Desde fuera nada anuncia la luz del interior. Las zonas de lectura son luminosas. El sol penetra por los ventanales abiertos a los patios interiores. El paisaje del entorno entra a través de los vanos acristalados que salpican la fachada como si fueran lienzos donde puede introducirse el lector con su libro. O el libro con su lector. Es el centro Carlos Santamaría, que abrió ayer sus puertas. En sus salas aguardan 530.000 volúmenes recién colocados en estanterías.
«Es el corazón del campus de Ibaeta», afirmó el rector de la UPV/EHU, Iñaki Goirizelaia. Poco antes, el alcalde de San Sebastián, Juan Karlos Izagirre, había dicho algo parecido pero con otras palabras. «Una universidad es un conjunto de casas reunidas alrededor de una biblioteca».
El rector y el alcalde, junto con la consejera de Educación, Isabel Celaá, la diputada foral de Cultura, Ikerne Badiola, y familiares de Carlos Santamaría, presidieron el acto de inauguración de la Biblioteca Central de Ibaeta, que lleva el nombre del matemático, filósofo, meteorólogo, euskaltzale y pacifista donostiarra. El nuevo edificio, que nace «con la vocación de ser un referente en investigación en las áreas de las Ciencias Sociales, Jurídicas y Humanidades», albergará las bibliotecas de Arquitectura, Derecho, Empresariales, Filosofía, Ciencias de la Educación y Psicología, Magisterio, Politécnica e Informática y Químicas.
Las salas y despachos están ya parcialmente ocupados por el personal del centro, que abrirá sus puertas al público el próximo lunes. En principio, el acceso y préstamo de la Biblioteca Central estará reservado a la comunidad universitaria, aunque en un futuro podría abrirse al público en general. Los usuarios de las instalaciones, que tienen capacidad para 800.000 volúmenes, dispondrán de 1.200 puestos de lectura ubicados en 8.425 metros cuadrados de los 16.600 con los que cuenta el centro.

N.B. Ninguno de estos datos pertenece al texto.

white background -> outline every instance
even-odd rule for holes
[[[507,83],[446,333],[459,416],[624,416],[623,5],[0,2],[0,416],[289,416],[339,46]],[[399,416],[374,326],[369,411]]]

El edificio, diseñado por el arquitecto Ander Marquet, ha supuesto una inversión de 27,6 millones de euros y está distribuido en tres niveles (sótano, planta baja y planta alta). Es una blanca estructura circular que recuerda a una nave espacial de película en la que la luz de las salas de lectura contrasta sin embargo con la iluminación artificial de los despachos interiores, que no tienen ventanas. Estos despachos están destinados al personal de los grupos de investigación, institutos y cátedras, que ya han comenzado a instalarse en el inmueble.